It is time for it to go and for Israel to have the new leadership its people want and deserve.

The 7 October atrocities – in which nearly 1,200 people, ranging in age from babies to Holocaust survivors, were murdered, with a further 251 taken hostage – are the sole responsibility of Hamas and its paymasters in Tehran.

Nothing can and should detract from the brutality of that event and the tragic conflict in Gaza which has ensued as a result.

Nor should Iran’s other proxies, Hezbollah and the Houthis, escape responsibility for the conflicts in Lebanon and Yemen which were caused by their unprovoked attacks on Israel after 7 October.

But the immediate challenge facing Israel – how to free the remaining hostages, end Hamas’ rule of Gaza and provide lasting security for its people – is one to which this government has no answer.

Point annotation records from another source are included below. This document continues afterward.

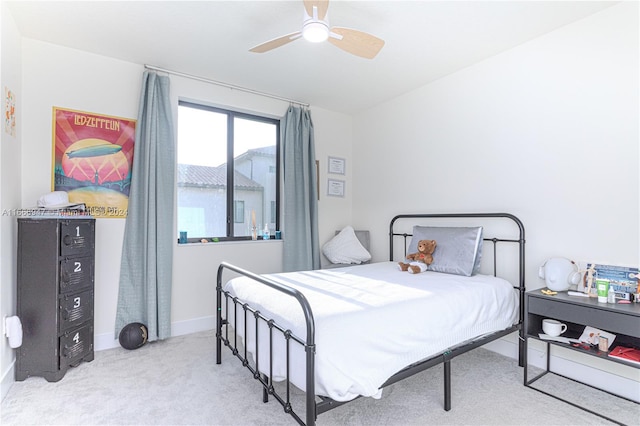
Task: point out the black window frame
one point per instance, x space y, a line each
230 202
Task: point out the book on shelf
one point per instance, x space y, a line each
626 354
592 335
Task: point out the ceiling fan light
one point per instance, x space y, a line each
315 31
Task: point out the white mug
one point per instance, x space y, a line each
553 328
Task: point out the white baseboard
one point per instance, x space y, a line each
105 341
623 381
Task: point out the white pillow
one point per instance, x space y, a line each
458 250
345 248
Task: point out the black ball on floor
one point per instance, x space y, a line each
133 335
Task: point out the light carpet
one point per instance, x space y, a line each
177 382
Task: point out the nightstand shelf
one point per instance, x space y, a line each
623 320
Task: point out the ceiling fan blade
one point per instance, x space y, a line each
356 42
322 6
276 42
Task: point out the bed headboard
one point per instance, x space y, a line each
493 224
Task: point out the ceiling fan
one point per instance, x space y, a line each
315 28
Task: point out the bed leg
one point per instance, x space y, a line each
265 393
447 385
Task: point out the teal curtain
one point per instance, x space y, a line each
147 253
301 248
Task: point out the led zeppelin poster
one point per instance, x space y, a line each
92 159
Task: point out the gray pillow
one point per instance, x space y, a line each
458 249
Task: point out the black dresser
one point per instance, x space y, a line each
55 301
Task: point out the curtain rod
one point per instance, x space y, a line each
227 85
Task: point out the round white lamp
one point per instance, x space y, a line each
559 273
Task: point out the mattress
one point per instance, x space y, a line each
371 321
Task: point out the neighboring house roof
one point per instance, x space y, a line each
267 151
206 176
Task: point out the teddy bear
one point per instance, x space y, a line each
420 260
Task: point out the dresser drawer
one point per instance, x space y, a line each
76 274
75 345
76 237
75 309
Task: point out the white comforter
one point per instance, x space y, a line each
372 321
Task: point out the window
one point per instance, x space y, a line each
228 171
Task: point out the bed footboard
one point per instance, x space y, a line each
247 311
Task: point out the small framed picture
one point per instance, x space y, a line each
336 165
335 188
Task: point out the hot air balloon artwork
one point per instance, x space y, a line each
93 155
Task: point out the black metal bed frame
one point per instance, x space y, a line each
316 404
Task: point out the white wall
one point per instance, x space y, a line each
547 131
10 147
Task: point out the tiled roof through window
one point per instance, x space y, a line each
192 175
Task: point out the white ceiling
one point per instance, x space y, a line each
425 40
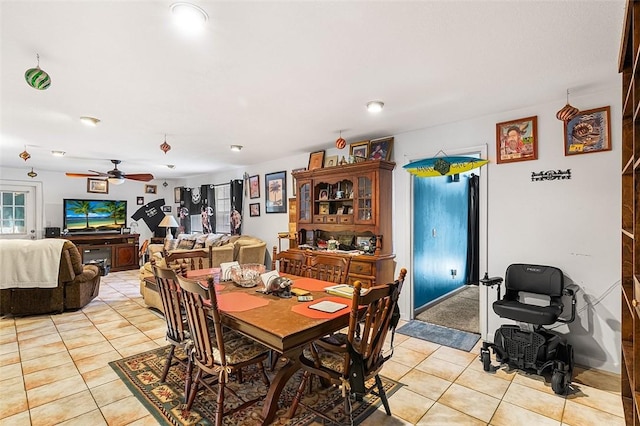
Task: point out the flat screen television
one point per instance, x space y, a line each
90 216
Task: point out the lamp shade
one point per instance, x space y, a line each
169 221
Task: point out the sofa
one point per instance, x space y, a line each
78 285
221 248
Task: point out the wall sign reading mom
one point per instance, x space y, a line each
275 187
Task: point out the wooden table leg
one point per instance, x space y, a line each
278 383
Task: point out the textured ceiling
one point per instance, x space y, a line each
280 77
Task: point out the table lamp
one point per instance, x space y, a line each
169 222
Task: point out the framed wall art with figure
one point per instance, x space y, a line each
517 140
588 132
275 186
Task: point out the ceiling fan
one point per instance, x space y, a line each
115 176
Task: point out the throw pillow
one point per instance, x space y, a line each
186 244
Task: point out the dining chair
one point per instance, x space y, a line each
334 269
217 351
359 357
288 262
177 329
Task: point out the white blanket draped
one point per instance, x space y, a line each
30 263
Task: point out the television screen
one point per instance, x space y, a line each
94 215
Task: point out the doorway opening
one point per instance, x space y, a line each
446 251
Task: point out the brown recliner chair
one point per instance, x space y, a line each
78 285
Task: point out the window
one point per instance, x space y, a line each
12 214
223 209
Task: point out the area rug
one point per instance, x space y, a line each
441 335
141 373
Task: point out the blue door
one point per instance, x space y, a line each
440 212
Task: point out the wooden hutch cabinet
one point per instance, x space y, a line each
350 203
630 222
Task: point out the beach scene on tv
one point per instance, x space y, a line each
94 216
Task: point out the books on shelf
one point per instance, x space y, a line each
343 290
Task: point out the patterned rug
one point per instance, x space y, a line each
442 335
141 373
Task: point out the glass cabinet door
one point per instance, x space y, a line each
304 200
364 212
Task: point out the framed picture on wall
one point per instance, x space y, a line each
517 140
97 186
254 186
275 187
254 209
588 132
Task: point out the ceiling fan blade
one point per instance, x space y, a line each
82 175
144 177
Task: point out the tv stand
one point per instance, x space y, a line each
120 250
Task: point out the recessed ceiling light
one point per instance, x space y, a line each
375 106
89 121
189 17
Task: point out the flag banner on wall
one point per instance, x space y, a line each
443 166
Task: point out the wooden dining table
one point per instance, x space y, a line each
284 325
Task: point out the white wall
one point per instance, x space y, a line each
572 224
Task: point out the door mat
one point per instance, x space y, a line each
442 335
141 373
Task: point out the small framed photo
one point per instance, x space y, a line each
275 186
98 186
517 140
359 150
254 186
331 161
380 149
316 160
588 132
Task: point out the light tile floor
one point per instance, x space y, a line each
54 370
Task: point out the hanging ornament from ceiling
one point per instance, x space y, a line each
340 143
567 112
24 154
443 166
165 147
36 77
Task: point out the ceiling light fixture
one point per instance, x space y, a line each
89 121
567 112
116 180
189 17
375 106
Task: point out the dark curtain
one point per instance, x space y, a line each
236 206
208 208
473 243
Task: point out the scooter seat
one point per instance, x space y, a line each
524 312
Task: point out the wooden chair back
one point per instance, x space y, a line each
199 315
380 301
170 294
194 259
334 269
294 263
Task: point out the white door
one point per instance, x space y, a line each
21 211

Instead, it continues to pursue a course which risks the lives of the hostages, will entail more suffering for the people of Gaza, and flies in the face of the wishes of the overwhelming majority of the Israeli people, nearly 70 percent of whom want to see a deal to end the war and free the hostages. The government’s plan has “no security purpose and does not bring the release of the hostages any closer,” Yair Golan, leader of Labour’s sister party, the Democrats, argued recently. “Quite the opposite”.

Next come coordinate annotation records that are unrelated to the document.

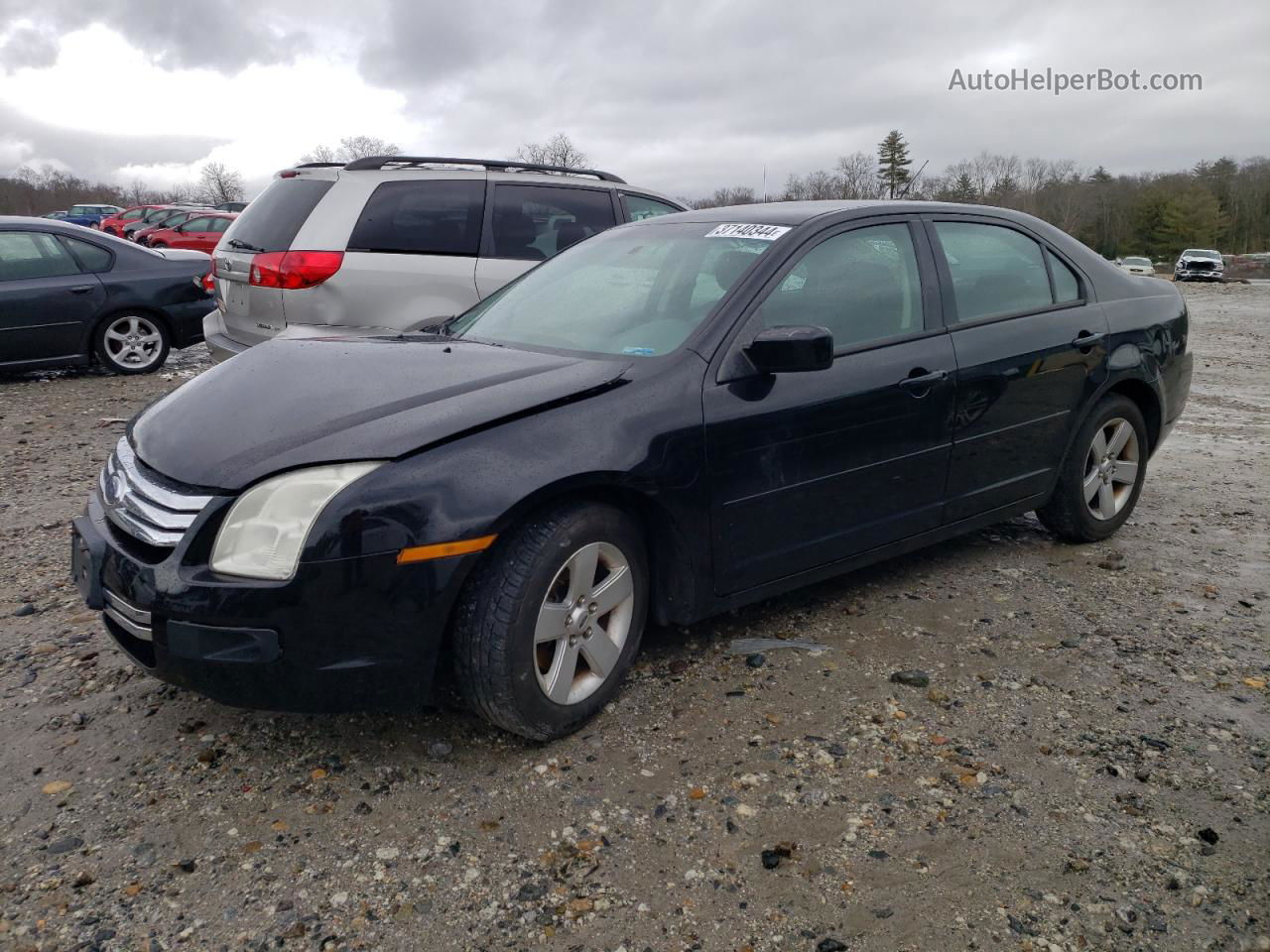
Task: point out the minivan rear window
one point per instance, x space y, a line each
272 221
436 216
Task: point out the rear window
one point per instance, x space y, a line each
437 216
272 221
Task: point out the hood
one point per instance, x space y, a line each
299 403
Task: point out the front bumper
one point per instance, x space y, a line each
343 634
1197 275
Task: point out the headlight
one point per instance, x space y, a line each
266 530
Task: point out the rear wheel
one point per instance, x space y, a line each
132 343
1101 477
548 626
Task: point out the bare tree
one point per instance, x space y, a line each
350 148
721 197
558 150
856 177
216 184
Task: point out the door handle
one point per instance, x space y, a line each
1084 340
922 382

Instead, the government’s strategy is driven by Netanyahu’s appeasement of his far-right coalition partners, on whom he depends for political survival. These parties – which attracted the support of only 1 in 10 Israelis at the 2022 general election – are attempting to pursue their own extremist agenda at the expense of Israel’s national interest.

Netanyahu’s weakness in the face of the far-right is most evident in the manner in which he is seemingly passing up an historic opportunity to normalise relations with Saudi Arabia. Building on the success of the Abraham Accords, this package would open up the possibility of establishing diplomatic ties with the Middle East’s largest economy, a path to Palestinian statehood and a regional security alliance against Iran.

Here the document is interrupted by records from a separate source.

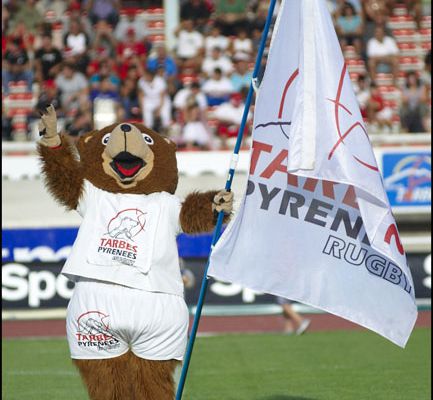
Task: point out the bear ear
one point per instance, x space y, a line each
170 142
83 140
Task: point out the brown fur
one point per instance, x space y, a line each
63 172
196 215
128 377
163 177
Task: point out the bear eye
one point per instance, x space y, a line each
148 139
105 139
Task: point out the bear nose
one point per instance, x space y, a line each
125 128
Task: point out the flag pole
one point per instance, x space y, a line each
218 226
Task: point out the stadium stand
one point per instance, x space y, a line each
407 25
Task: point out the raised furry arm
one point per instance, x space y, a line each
196 215
62 172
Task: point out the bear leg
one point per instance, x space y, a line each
108 379
154 380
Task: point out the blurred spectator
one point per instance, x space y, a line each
131 22
349 27
217 59
215 39
130 47
242 43
76 39
16 66
195 133
49 95
190 93
382 51
160 59
48 59
218 88
379 115
242 76
196 10
230 116
362 93
74 89
414 106
79 125
129 100
190 44
154 100
231 15
27 14
104 71
101 11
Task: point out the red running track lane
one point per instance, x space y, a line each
208 325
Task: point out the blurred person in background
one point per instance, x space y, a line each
414 105
132 21
217 88
229 116
379 115
154 101
27 14
189 46
293 322
76 39
382 51
129 100
242 43
79 125
103 12
198 11
231 15
16 66
362 92
215 39
162 61
195 132
242 75
74 89
349 27
48 59
104 71
190 93
217 59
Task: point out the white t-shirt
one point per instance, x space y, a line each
223 62
382 49
153 90
189 44
181 98
222 87
128 239
219 41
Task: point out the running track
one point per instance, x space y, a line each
208 325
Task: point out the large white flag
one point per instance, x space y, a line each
315 224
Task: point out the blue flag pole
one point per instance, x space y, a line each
218 227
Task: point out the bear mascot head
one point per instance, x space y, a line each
127 320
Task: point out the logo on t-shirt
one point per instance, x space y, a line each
94 331
120 236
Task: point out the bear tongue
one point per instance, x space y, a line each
128 171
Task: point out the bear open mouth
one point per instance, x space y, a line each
127 165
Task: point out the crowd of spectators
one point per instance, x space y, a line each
105 66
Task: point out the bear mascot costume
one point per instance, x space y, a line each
127 320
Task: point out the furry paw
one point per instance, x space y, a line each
48 128
223 201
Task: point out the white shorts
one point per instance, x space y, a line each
106 320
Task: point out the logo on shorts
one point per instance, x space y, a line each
94 331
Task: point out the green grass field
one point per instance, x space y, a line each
319 365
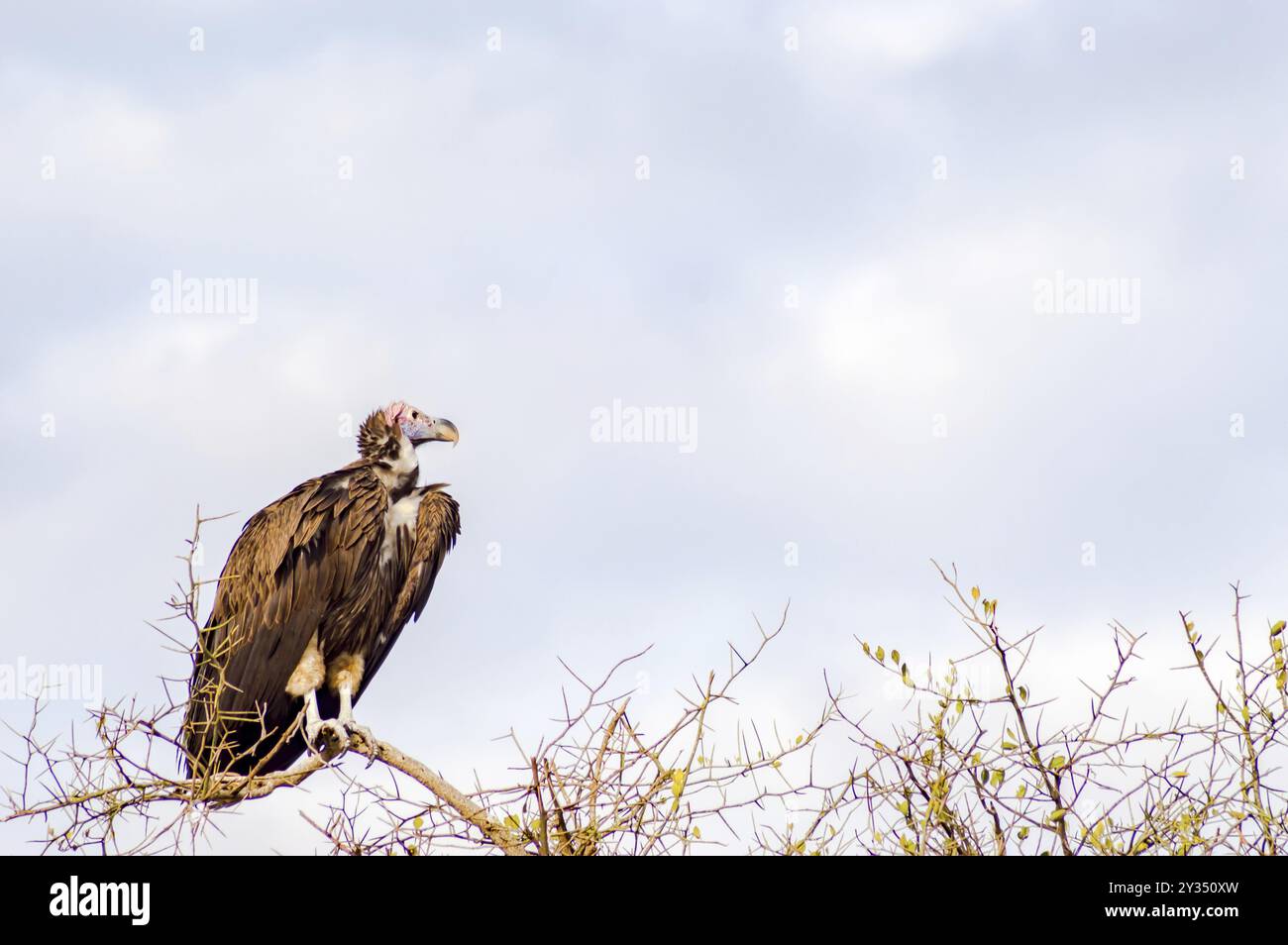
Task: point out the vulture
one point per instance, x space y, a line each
313 596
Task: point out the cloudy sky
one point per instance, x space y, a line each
820 233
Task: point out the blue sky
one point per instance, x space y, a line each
909 171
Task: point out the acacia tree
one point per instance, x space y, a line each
973 769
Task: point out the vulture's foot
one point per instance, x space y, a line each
329 738
364 734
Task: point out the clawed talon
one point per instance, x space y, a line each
329 737
333 735
365 735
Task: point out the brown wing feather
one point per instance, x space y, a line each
438 523
295 566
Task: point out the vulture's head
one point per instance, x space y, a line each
381 432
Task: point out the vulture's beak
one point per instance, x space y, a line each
443 430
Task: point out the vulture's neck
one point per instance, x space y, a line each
398 468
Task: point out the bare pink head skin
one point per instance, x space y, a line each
417 425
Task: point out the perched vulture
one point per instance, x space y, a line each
312 599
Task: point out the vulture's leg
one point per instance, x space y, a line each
344 675
312 718
308 675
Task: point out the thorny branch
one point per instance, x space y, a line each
980 765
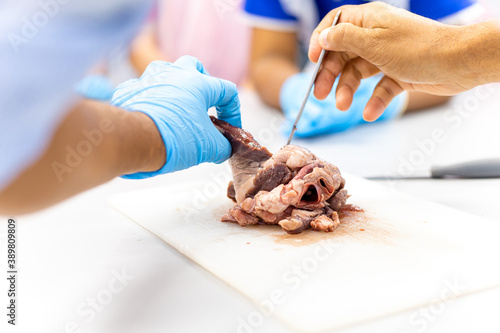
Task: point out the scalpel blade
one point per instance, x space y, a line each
315 74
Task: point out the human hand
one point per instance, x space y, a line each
322 116
176 96
413 52
97 87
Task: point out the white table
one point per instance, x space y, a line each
70 254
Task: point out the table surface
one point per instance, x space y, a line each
71 254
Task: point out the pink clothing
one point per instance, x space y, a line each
212 31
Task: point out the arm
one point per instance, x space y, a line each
97 142
273 60
445 60
105 142
144 49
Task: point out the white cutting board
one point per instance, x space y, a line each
409 253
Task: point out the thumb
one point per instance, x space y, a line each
346 37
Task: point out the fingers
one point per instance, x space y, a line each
333 64
356 70
220 148
383 94
190 62
346 37
227 102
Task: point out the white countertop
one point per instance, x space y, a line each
70 254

It would also help enable a new start for Gaza. “Israel can lead an international process of rebuilding Gaza and forming a moderate government there,” Golan has argued. He has also rightly recognised that “unless we bring into Gaza an improved Palestinian Authority with the moderate Muslim Sunni countries, we won’t build a civil alternative to Hamas. It is not enough to fight them.”

Habouring its own desire to re-establish settlements in Gaza (a policy backed by less than a fifth of Israelis) and reverse Israel’s withdrawal from the Strip two decades ago, the far-right is adamantly opposed to any such plan.

But Israeli voters aren’t: polling published by Hebrew University earlier this year found that given the choice to “promote a regional political-security arrangement that includes normalisation with Arab states, including Saudi Arabia, and agreeing to establish a Palestinian state” or to “promote full annexation of the West Bank,” 60 percent of Israelis prefer the former while 31 percent prefer the latter.

More recent polls have suggested similar – and even potentially higher – levels of support. Quite rightly, Israelis recognise that occupying Gaza would harm the chances of reaching an agreement with Saudi Arabia and cooperating with moderate countries in the region, while over two-thirds believe that a deal with the Saudis would strengthen Israel’s security, economy and regional standing, and weaken Iran.

Unfortunately, the voices of the small minority of Israelis who do not recognise these realities are loudly represented by Netanyahu’s far-right coalition partners and they now appear to have an effective veto over policy.

The prime minister and his government may well cling on until elections are due next autumn. But, amid the damage it may well cause, we should not forget that Israeli voters are as desperate to see the back of it as we all are – and that different leaders, such as Golan and Lapid, who are not in hoc to a militant minority, are ready to help take the helm.